The bench in the diner is a mockery, as is the too-small bill, for only one requires food now. Only one is here to eat, to sleep, to dream, to fight. To live? Who knows, for he does not; he knows not how to live when the other's place is empty.

And still the rain pours.

Riding shotgun, they called it. But who rides shotgun now? Only one is left, and if he rides shotgun then who will drive? No one drives now, for the driver needs a partner and the partner is no longer here.

I've got your back, they said. But who has his back now? He has his own back now, but the problem is he can't reach it, can't see what's behind him, can't see what lurks in the dark. It doesn't matter-he'll let the demons come now, the monsters under the bed and the shadows behind the blinds, for the blinds are pulled aside now, and the fear is creeping in. No one has his back, not now, and the fear is creeping in. The fear is creeping in.

And still the rain pours.

His tears are dry, now, but for how long? It's ok, they said. It's ok. But it's not ok, it never will be ok, not anymore. Nothing is ok, for the world is hostile, now, and angry. It's lonely, calling out in despair for the one who will never return.

Sometimes the tears are hot, burning fire-hot across his skin, branding him with eternal sadness. Sometimes they're icy, freezing his skin until he hopes he'll never feel again. But the heat returns, thaws his heart and numbs his nerves and the pain flows back in.

And still the rain pours.

Heads are bowed, faces nameless, shoulders shadowed by umbrellas that block out the storm. He can't block out the storm, not now, not ever. The lines are blurred, lightning-quick flashes of clarity are few and far between.

Eternity has somehow grown unimaginably long, longer than ever before, longer than it ever will be, as though it can't bear to face the facts and simply runs from its own destiny in the hopes that destiny will never come. He wishes he could run, but he can't. He always used to run with him by his side, but not anymore.

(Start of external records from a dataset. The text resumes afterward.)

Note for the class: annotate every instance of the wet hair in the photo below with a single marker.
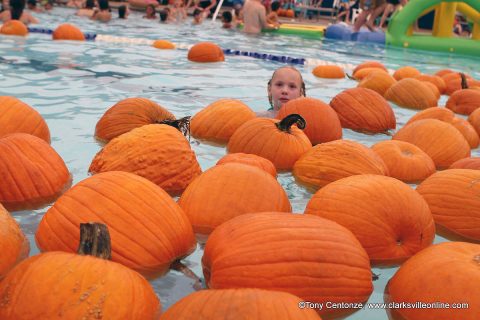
(303, 91)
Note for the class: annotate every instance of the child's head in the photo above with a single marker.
(286, 84)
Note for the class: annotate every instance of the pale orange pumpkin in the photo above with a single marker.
(219, 120)
(363, 110)
(323, 124)
(439, 275)
(390, 219)
(129, 114)
(331, 161)
(405, 161)
(17, 116)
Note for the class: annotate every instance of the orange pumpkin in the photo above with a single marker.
(58, 285)
(378, 81)
(363, 110)
(250, 159)
(206, 52)
(331, 161)
(452, 196)
(276, 140)
(219, 120)
(253, 304)
(439, 275)
(129, 114)
(323, 124)
(17, 116)
(149, 230)
(14, 246)
(157, 152)
(406, 72)
(329, 72)
(464, 101)
(440, 140)
(14, 28)
(405, 161)
(67, 31)
(390, 219)
(224, 192)
(33, 173)
(411, 93)
(324, 261)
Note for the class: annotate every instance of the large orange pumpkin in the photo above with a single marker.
(440, 140)
(439, 275)
(219, 120)
(276, 140)
(58, 285)
(33, 174)
(252, 304)
(405, 161)
(453, 199)
(157, 152)
(14, 246)
(149, 230)
(364, 110)
(390, 219)
(129, 114)
(331, 161)
(224, 192)
(315, 259)
(17, 116)
(323, 124)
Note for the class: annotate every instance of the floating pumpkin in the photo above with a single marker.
(276, 140)
(129, 114)
(206, 52)
(406, 72)
(323, 124)
(57, 285)
(14, 246)
(157, 152)
(464, 101)
(224, 192)
(378, 81)
(67, 31)
(14, 28)
(405, 161)
(331, 161)
(219, 120)
(33, 174)
(149, 230)
(253, 304)
(364, 110)
(250, 159)
(411, 93)
(453, 199)
(440, 140)
(390, 219)
(439, 275)
(17, 116)
(324, 261)
(329, 72)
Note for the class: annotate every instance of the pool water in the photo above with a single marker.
(72, 84)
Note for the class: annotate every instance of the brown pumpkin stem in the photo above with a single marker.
(95, 240)
(464, 81)
(179, 266)
(290, 120)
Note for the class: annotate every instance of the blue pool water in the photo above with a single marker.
(72, 84)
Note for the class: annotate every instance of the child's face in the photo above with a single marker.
(285, 86)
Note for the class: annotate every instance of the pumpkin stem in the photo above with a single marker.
(95, 240)
(179, 266)
(285, 124)
(464, 81)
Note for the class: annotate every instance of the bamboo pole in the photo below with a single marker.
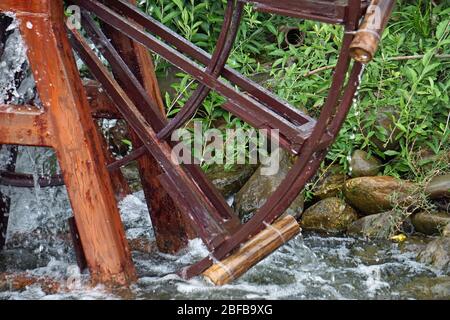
(368, 36)
(256, 249)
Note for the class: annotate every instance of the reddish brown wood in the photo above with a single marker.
(24, 125)
(67, 126)
(101, 105)
(119, 183)
(168, 223)
(367, 38)
(26, 6)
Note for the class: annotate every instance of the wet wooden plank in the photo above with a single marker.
(78, 147)
(24, 125)
(256, 249)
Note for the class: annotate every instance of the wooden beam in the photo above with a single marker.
(256, 249)
(170, 228)
(77, 146)
(24, 125)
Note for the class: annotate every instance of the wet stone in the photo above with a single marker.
(228, 182)
(260, 187)
(380, 226)
(363, 165)
(331, 215)
(439, 187)
(330, 183)
(437, 254)
(372, 195)
(430, 223)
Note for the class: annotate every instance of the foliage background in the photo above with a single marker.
(416, 88)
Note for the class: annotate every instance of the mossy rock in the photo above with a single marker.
(330, 215)
(371, 195)
(430, 223)
(363, 165)
(380, 226)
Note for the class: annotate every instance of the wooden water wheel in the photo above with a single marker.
(182, 201)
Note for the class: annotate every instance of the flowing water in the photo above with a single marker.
(310, 266)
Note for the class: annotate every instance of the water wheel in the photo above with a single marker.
(234, 247)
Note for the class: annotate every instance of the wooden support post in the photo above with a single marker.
(256, 249)
(75, 140)
(171, 231)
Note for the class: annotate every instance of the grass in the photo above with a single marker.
(410, 74)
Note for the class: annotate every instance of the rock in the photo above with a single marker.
(330, 184)
(131, 174)
(373, 195)
(437, 254)
(430, 223)
(260, 187)
(427, 288)
(331, 215)
(385, 119)
(439, 187)
(228, 182)
(363, 165)
(446, 231)
(380, 225)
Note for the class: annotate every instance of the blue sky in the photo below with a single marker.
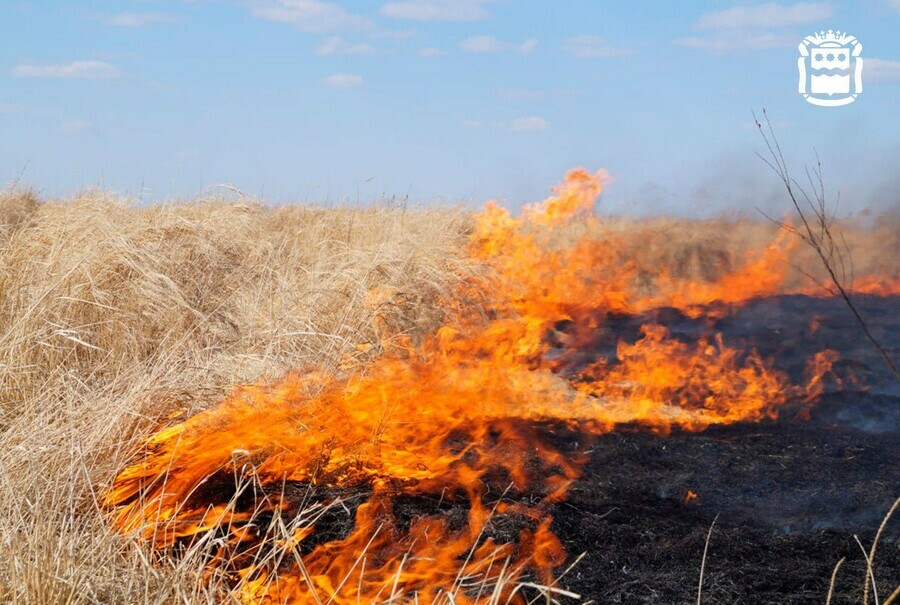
(439, 99)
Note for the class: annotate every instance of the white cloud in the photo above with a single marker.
(336, 45)
(879, 70)
(311, 16)
(431, 52)
(529, 124)
(591, 47)
(92, 70)
(526, 124)
(490, 44)
(344, 81)
(770, 15)
(724, 42)
(138, 19)
(74, 127)
(521, 95)
(436, 10)
(759, 27)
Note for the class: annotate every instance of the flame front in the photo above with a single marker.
(259, 478)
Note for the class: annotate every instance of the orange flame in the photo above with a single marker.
(263, 474)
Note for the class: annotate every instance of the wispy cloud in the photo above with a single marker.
(311, 16)
(532, 95)
(879, 70)
(770, 15)
(526, 124)
(529, 124)
(591, 47)
(757, 27)
(74, 127)
(723, 43)
(490, 44)
(90, 70)
(521, 95)
(344, 81)
(336, 45)
(138, 19)
(436, 10)
(431, 52)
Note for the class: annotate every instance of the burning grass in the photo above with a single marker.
(428, 342)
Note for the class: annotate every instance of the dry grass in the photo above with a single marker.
(114, 316)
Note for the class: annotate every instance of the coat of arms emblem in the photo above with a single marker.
(830, 68)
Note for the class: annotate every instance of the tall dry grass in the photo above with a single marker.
(114, 317)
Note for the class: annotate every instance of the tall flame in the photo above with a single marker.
(261, 476)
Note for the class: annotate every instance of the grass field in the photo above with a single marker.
(113, 317)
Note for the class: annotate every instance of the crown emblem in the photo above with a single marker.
(830, 68)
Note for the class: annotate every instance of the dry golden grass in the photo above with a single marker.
(114, 316)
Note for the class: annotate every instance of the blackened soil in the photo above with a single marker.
(789, 497)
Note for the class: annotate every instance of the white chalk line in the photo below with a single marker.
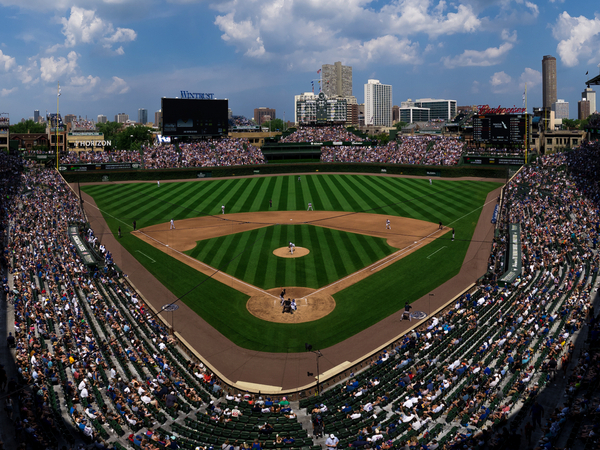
(211, 268)
(146, 256)
(436, 251)
(382, 262)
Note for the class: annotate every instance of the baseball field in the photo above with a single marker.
(241, 242)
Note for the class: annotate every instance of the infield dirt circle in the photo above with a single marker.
(311, 305)
(284, 252)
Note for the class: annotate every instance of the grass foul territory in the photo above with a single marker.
(454, 203)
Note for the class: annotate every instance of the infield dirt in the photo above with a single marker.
(407, 235)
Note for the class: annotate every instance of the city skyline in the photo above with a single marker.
(113, 57)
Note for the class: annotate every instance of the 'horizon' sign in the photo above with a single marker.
(197, 95)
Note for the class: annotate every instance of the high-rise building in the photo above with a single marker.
(583, 109)
(143, 116)
(121, 118)
(549, 90)
(337, 80)
(590, 95)
(561, 109)
(318, 109)
(438, 108)
(378, 104)
(262, 112)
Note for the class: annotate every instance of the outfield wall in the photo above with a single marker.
(98, 175)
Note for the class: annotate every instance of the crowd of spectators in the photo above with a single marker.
(209, 153)
(94, 157)
(427, 150)
(322, 134)
(84, 335)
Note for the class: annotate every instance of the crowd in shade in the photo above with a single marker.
(426, 150)
(94, 157)
(321, 134)
(83, 124)
(494, 151)
(474, 374)
(209, 153)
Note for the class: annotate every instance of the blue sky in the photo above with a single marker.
(114, 56)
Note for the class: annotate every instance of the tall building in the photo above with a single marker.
(337, 80)
(438, 108)
(561, 109)
(590, 95)
(318, 109)
(549, 90)
(583, 109)
(143, 116)
(261, 113)
(378, 104)
(121, 118)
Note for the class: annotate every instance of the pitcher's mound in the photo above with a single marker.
(309, 307)
(284, 252)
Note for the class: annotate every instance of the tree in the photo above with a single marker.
(382, 138)
(29, 126)
(110, 131)
(132, 138)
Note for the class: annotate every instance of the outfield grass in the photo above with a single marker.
(324, 264)
(456, 203)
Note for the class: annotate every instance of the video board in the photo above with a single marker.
(499, 128)
(194, 117)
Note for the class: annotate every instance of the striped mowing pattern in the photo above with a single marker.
(333, 255)
(415, 198)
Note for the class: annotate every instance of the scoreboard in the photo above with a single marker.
(194, 117)
(499, 128)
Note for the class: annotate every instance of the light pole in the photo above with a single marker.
(318, 355)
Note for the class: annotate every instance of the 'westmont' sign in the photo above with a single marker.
(199, 95)
(485, 109)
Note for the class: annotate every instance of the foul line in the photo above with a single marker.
(206, 265)
(436, 251)
(382, 262)
(146, 256)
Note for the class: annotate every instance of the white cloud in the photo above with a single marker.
(6, 61)
(6, 92)
(83, 26)
(52, 69)
(531, 77)
(500, 82)
(302, 32)
(533, 8)
(118, 86)
(488, 57)
(577, 36)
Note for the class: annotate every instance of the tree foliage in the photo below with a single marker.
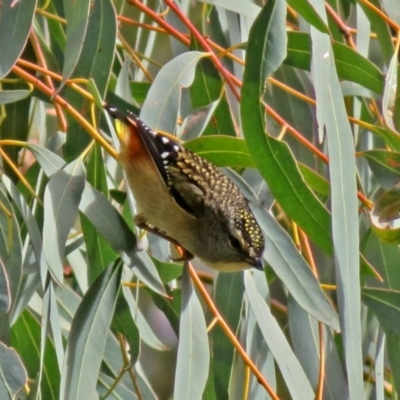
(299, 99)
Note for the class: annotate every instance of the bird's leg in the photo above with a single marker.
(142, 224)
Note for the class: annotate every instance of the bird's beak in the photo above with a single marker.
(257, 263)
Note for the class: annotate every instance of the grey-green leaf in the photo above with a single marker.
(12, 373)
(15, 24)
(193, 350)
(87, 338)
(61, 201)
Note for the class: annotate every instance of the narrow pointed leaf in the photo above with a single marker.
(61, 201)
(88, 335)
(193, 350)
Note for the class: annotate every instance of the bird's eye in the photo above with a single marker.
(235, 243)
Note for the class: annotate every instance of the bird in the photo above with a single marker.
(186, 199)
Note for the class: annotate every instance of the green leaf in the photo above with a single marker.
(193, 350)
(77, 16)
(295, 378)
(115, 230)
(12, 373)
(333, 121)
(385, 304)
(384, 215)
(15, 24)
(293, 270)
(228, 297)
(99, 252)
(5, 295)
(124, 323)
(25, 339)
(175, 75)
(350, 64)
(87, 337)
(94, 63)
(272, 157)
(61, 201)
(385, 165)
(393, 352)
(307, 11)
(49, 161)
(222, 151)
(10, 250)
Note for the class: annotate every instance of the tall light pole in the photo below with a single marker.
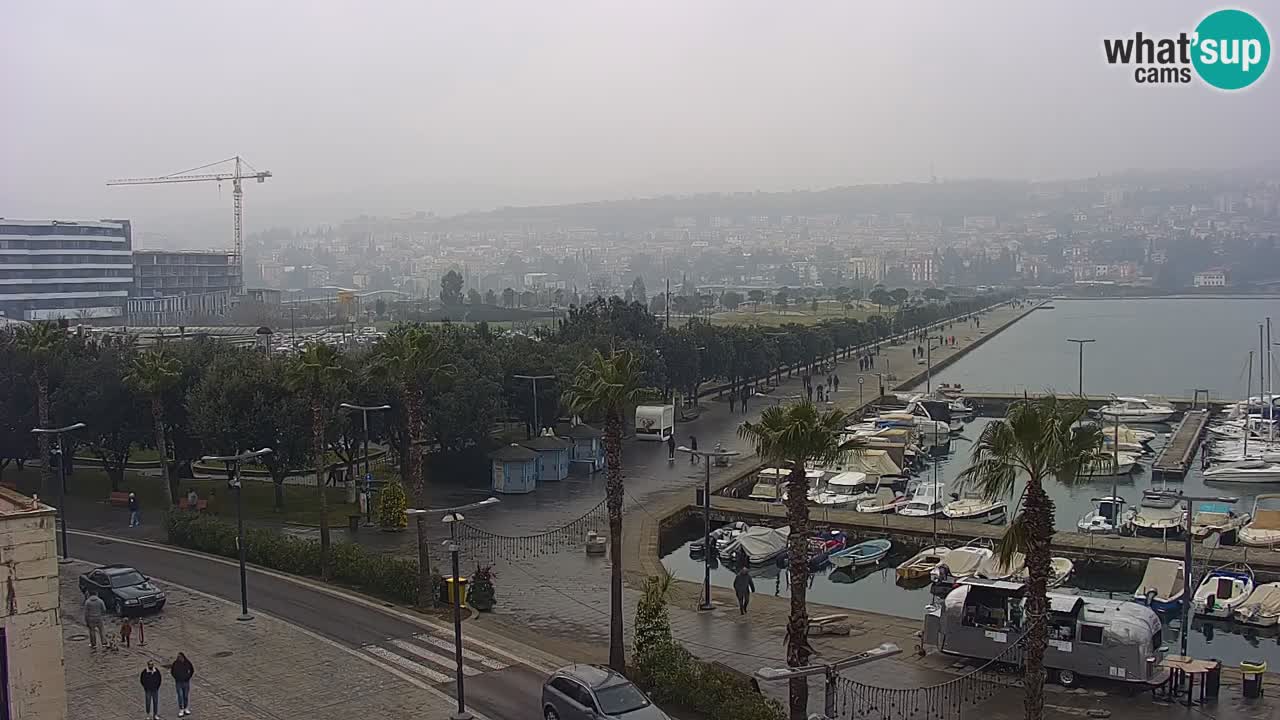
(452, 516)
(233, 463)
(62, 475)
(538, 419)
(1082, 342)
(369, 478)
(708, 458)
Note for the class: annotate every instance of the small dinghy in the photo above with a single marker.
(1161, 584)
(1262, 606)
(923, 563)
(1223, 589)
(868, 552)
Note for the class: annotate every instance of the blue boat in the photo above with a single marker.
(863, 554)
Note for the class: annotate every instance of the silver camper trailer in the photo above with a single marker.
(1087, 637)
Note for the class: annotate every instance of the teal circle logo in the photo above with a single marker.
(1232, 49)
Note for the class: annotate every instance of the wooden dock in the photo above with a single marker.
(1176, 456)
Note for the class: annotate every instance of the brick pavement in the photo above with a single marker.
(260, 670)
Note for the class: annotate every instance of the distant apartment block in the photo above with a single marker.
(1210, 278)
(51, 269)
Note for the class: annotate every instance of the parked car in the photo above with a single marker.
(594, 692)
(123, 589)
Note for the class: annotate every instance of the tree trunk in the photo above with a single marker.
(46, 473)
(318, 447)
(798, 574)
(613, 500)
(170, 475)
(414, 469)
(1038, 513)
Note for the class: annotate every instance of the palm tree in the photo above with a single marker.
(1038, 440)
(316, 373)
(410, 358)
(42, 342)
(609, 387)
(152, 373)
(799, 434)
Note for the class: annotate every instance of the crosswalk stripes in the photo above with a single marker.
(432, 656)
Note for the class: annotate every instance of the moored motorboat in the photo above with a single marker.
(1223, 589)
(923, 563)
(1262, 606)
(1161, 584)
(863, 554)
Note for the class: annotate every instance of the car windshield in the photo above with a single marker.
(128, 578)
(621, 698)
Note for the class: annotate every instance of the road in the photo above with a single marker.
(501, 683)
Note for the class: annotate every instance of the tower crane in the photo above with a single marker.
(236, 176)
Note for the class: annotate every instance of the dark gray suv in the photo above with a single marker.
(594, 692)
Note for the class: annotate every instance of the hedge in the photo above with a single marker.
(382, 575)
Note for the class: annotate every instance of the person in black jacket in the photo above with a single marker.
(182, 670)
(150, 679)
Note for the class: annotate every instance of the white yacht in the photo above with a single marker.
(1137, 410)
(924, 502)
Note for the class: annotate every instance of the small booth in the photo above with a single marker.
(588, 446)
(515, 470)
(552, 456)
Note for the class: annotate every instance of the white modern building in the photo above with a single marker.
(51, 269)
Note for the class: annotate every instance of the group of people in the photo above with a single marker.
(150, 678)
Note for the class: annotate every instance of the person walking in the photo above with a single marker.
(94, 611)
(743, 586)
(182, 671)
(150, 680)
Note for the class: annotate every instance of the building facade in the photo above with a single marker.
(51, 269)
(32, 686)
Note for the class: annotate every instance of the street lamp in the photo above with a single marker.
(452, 516)
(233, 463)
(831, 671)
(369, 477)
(538, 419)
(62, 475)
(708, 458)
(1082, 342)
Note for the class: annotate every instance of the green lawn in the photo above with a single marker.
(301, 504)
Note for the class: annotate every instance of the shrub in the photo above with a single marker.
(392, 504)
(673, 677)
(383, 575)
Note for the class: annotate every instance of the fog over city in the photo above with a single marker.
(392, 106)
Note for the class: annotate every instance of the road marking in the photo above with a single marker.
(435, 659)
(378, 651)
(467, 654)
(407, 616)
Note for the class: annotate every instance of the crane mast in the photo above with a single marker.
(237, 176)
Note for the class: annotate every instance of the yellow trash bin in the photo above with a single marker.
(460, 583)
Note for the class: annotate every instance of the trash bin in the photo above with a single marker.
(1214, 679)
(1252, 673)
(449, 583)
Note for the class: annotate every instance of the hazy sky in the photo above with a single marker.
(442, 105)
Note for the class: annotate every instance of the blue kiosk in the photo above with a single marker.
(515, 470)
(552, 456)
(588, 446)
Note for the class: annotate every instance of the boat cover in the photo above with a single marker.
(1162, 575)
(1265, 598)
(759, 542)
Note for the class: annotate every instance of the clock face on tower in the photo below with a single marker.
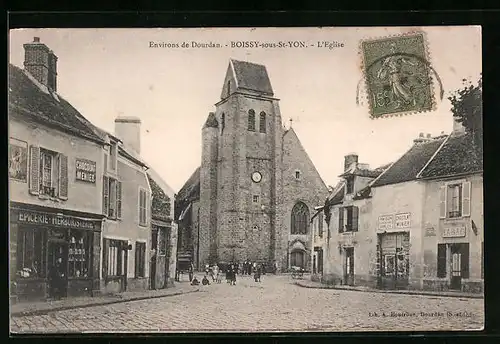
(256, 177)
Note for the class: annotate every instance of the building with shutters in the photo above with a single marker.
(163, 233)
(126, 204)
(319, 231)
(416, 224)
(55, 181)
(254, 194)
(350, 245)
(397, 217)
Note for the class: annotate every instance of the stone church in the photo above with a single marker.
(254, 194)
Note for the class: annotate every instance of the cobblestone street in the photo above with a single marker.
(274, 304)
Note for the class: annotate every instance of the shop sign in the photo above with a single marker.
(385, 222)
(454, 232)
(403, 220)
(54, 220)
(85, 170)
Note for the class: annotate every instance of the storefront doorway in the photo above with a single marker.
(152, 263)
(57, 264)
(115, 262)
(349, 266)
(394, 256)
(459, 264)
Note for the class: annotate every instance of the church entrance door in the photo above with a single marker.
(297, 258)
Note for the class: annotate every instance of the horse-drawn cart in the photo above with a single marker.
(184, 265)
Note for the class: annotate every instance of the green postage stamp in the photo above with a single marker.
(398, 75)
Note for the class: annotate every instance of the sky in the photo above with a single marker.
(106, 73)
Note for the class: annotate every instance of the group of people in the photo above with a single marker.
(231, 270)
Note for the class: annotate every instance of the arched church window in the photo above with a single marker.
(262, 122)
(300, 218)
(251, 120)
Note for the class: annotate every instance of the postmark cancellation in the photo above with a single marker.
(397, 74)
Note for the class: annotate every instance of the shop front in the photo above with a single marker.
(159, 261)
(53, 254)
(453, 256)
(394, 260)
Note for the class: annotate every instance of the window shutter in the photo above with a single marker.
(465, 260)
(105, 195)
(355, 217)
(105, 252)
(441, 263)
(442, 202)
(341, 220)
(34, 183)
(63, 176)
(466, 199)
(118, 199)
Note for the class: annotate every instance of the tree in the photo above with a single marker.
(467, 108)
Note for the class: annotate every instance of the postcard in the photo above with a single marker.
(246, 180)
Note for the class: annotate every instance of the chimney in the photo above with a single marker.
(349, 160)
(128, 129)
(458, 128)
(41, 63)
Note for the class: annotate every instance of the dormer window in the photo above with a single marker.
(350, 185)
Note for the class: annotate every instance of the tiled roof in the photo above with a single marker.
(189, 192)
(26, 96)
(337, 196)
(410, 164)
(252, 76)
(363, 193)
(362, 173)
(457, 156)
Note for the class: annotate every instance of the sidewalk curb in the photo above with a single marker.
(102, 303)
(401, 292)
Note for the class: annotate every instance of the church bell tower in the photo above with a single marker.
(240, 172)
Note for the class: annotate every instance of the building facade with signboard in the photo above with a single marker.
(55, 169)
(163, 232)
(453, 237)
(126, 200)
(350, 247)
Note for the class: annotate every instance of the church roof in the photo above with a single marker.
(251, 76)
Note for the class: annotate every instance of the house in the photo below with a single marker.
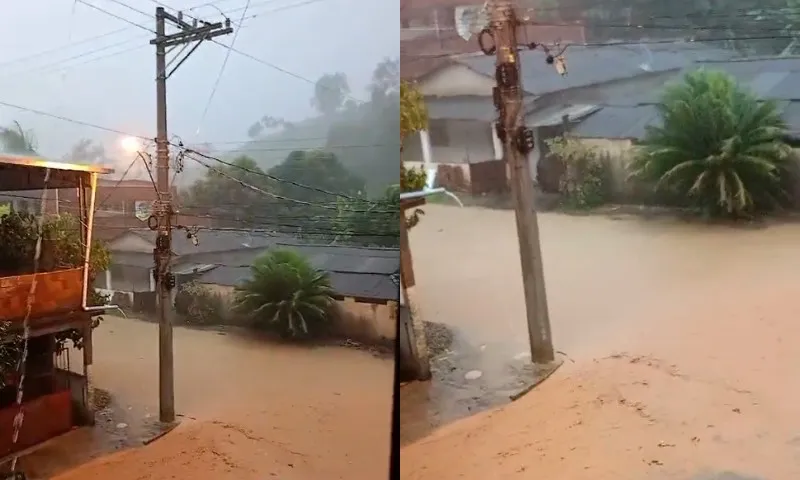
(365, 281)
(428, 35)
(617, 126)
(132, 264)
(363, 278)
(461, 139)
(56, 397)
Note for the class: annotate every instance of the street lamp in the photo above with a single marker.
(130, 144)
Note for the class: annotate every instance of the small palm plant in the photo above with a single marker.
(286, 294)
(719, 147)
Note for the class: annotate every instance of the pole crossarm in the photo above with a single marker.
(165, 280)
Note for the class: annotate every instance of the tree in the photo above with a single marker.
(330, 92)
(413, 113)
(369, 222)
(286, 294)
(15, 139)
(267, 122)
(222, 192)
(385, 80)
(317, 169)
(719, 147)
(413, 118)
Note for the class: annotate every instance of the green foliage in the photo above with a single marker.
(412, 179)
(199, 306)
(287, 295)
(18, 234)
(585, 182)
(62, 247)
(318, 169)
(330, 92)
(221, 193)
(16, 140)
(413, 113)
(369, 222)
(719, 146)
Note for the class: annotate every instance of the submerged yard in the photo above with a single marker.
(249, 410)
(681, 358)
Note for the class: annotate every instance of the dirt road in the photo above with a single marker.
(683, 342)
(251, 411)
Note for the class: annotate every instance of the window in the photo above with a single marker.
(446, 17)
(438, 134)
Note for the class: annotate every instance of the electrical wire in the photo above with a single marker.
(282, 70)
(71, 120)
(114, 15)
(269, 194)
(221, 71)
(49, 66)
(271, 177)
(289, 149)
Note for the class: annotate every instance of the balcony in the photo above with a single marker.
(57, 291)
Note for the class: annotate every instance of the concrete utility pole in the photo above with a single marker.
(165, 281)
(517, 144)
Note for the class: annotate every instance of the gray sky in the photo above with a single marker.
(109, 81)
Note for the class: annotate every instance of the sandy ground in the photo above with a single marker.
(683, 346)
(251, 411)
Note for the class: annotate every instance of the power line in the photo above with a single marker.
(288, 149)
(280, 69)
(270, 194)
(71, 120)
(272, 177)
(114, 15)
(221, 71)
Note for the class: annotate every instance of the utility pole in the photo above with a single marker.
(165, 281)
(518, 142)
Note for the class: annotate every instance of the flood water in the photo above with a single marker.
(674, 332)
(249, 410)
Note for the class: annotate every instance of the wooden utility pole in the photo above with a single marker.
(517, 144)
(165, 280)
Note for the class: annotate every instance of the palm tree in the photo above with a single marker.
(719, 147)
(16, 140)
(286, 294)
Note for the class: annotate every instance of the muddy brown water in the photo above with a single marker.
(249, 409)
(681, 339)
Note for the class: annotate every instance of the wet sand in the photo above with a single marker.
(249, 410)
(682, 341)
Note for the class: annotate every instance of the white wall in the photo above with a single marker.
(456, 80)
(468, 142)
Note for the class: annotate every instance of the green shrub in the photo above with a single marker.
(286, 295)
(586, 181)
(199, 306)
(719, 146)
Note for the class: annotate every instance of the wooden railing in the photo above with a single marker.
(56, 292)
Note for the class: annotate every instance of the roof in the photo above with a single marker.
(354, 272)
(464, 107)
(772, 78)
(588, 65)
(40, 162)
(210, 241)
(617, 122)
(26, 172)
(548, 117)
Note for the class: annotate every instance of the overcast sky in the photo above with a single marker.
(68, 59)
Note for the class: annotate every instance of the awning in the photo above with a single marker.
(20, 172)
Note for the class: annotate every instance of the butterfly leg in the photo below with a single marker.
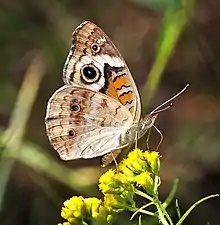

He runs alone, now.

And still the rain pours.

The rain pours and the sun doesn't come out, hasn't come out, never will come out. That's ok. It's ok, now, he doesn't want the sun to come out, perhaps never wanted it to come out. For the sun is empty, lack-luster and cold without him.

The gun is chilled, heavy in his hands as though his strength has left him. Of course his strength has left him, it left him on that day and never came back. The pen runs out of ink, runs dry before he finishes the words, but it doesn't matter. There are no words to say, no words to write. The letters are scrambled and illegible now, for the researcher is gone. The one who could make sense of such things is gone, and he can't make sense of anything, no, not anymore.

And still the rain pours.

Sounds still as he raises the gun. The lightning seems to hesitate, as if unsure whether or not to reveal this last sin, the raising of the last burden. The last? Has eternity finally reached an end? Perhaps it has. Perhaps the end of the road really is here now, the final, utter, total end of the road.

He thinks he reached the end of the road months ago. He knows the day, but can't measure how much time has passed, for time is warped now, foreign and nonsensical.

The rain stills, finally, and for a moment he thinks a hint of clear sky is emerging from the clouds, but when he lowers the gun, it disappears, and he can't be sure. Can't be sure of anything now, except this. He raises the gun, presses it to his temple, and turns to face the door. Turns to face the door, open for the first time in forever. The door is open now, open and he's finally ready to walk through the door, ready to cross the threshhold.

It's no longer frightening, just peaceful. All is calm and serene. The pounding in his head subsides-or was it the pounding outside? Too hard to tell. Paradoxical that the pounding in his head should subside now, before the biggest pound, the biggest push, the biggest crack of all. The door is open now, open and he's reaching for the knob, fingers tightening on the trigger as they grasp the knob, tensing as he flings the door aside.

Dean is ready now. For Sam is on the other side.